C’è chi comincia a dirlo. L’aggressività del Dragone comincia a calare, nonostante i dati a due cifre restino impressionanti per chi del gigante conserva la memoria e la cultura. Segnali in chiaroscuro dall’economia dalla Cina, che in qualche misura ridimensionano le indicazioni positive sulle prospettive dell’economia globale giunte nelle ultime settimane dagli Stati Uniti.

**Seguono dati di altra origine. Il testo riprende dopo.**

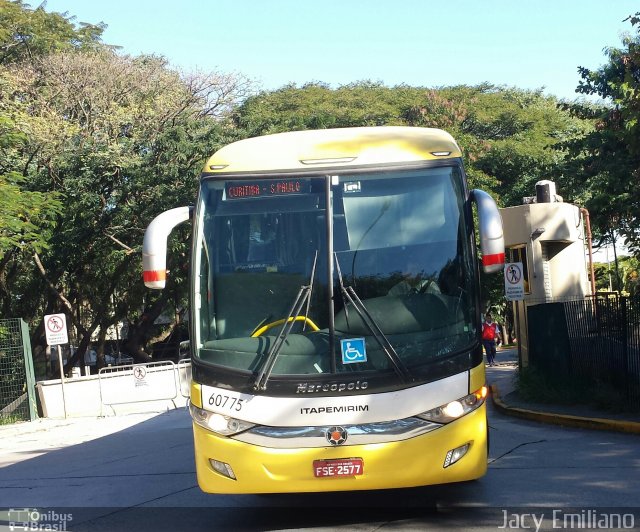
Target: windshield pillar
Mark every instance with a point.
(330, 298)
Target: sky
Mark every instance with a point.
(516, 43)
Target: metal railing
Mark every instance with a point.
(17, 381)
(604, 336)
(595, 339)
(136, 383)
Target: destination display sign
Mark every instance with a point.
(266, 188)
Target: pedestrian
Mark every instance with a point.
(490, 333)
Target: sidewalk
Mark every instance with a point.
(501, 379)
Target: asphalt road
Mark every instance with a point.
(136, 472)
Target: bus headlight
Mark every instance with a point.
(456, 409)
(224, 425)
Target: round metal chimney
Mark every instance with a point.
(545, 191)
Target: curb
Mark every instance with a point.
(565, 420)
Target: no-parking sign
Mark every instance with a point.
(513, 281)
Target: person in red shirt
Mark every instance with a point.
(490, 333)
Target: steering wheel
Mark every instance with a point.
(264, 328)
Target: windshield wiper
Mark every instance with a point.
(349, 294)
(304, 296)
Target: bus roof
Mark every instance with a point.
(331, 148)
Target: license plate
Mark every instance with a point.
(343, 467)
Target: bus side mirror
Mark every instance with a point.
(154, 245)
(490, 229)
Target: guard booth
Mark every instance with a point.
(551, 240)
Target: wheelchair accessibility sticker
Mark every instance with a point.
(353, 350)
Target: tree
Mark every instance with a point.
(603, 168)
(131, 136)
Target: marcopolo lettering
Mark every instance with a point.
(310, 387)
(334, 409)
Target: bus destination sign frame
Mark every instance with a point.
(266, 188)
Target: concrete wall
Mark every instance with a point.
(553, 234)
(554, 238)
(153, 387)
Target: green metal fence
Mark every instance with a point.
(17, 381)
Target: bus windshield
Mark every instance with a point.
(398, 240)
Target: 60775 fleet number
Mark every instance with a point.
(225, 401)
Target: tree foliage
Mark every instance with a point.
(119, 139)
(26, 34)
(603, 167)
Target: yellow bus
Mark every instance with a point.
(335, 312)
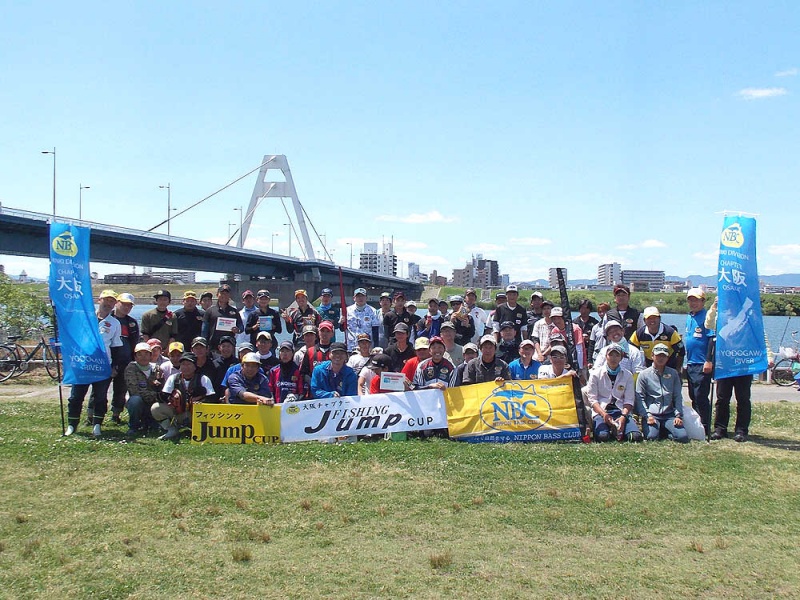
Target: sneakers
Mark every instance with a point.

Secondo alcuni economisti non vi è stata alcuna vera ripresa nel gigante asiatico e intanto un’altra agenzia di rating mette in guardia dalla crescita del sistema bancario parallelo, o “ombra”, cui sta assistendo la Cina. Un fattore potenzialmente rischioso perché difficile da governare, e che valendo ormai più della metà di tutta l’economia reale ha un grande potenziale destabilizzante.
Intanto ad aprile la produzione della gigantesca industria cinese è crescita del 9,3 per cento su base annua, secondo l’agenzia di statistica nazionale, che per quanto sia un valore sostenuto, e superiore al più 8,9 per cento di marzo, ha in parte deluso le attese perché in media gli analisti stimavano un più 9,5 per cento. Nel frattempo i consumi hanno mostrato una ripresa solo marginale: sempre ad aprile le vendite del commercio al dettaglio hanno registrato un più 12,8 per cento su base annua, contro il più 12,6 per cento di marzo.
“Questo non è l’inizio di un rally – hanno avvertito Ren Xiafang e Alistar Thorton, economisti di IHS Global Insight – è un rantolo asfittico di una dinamica che continua a rallentare”. Gli indicatori sugli investimenti infrastrutturali, voce prevalentemente alimentata da interventi pubblici, hanno segnato indebolimenti. E questo andamento potrebbe risultare accentuate dai provvedimenti delle autorità volti a arginare le impennate dei prezzi nell’immobiliare.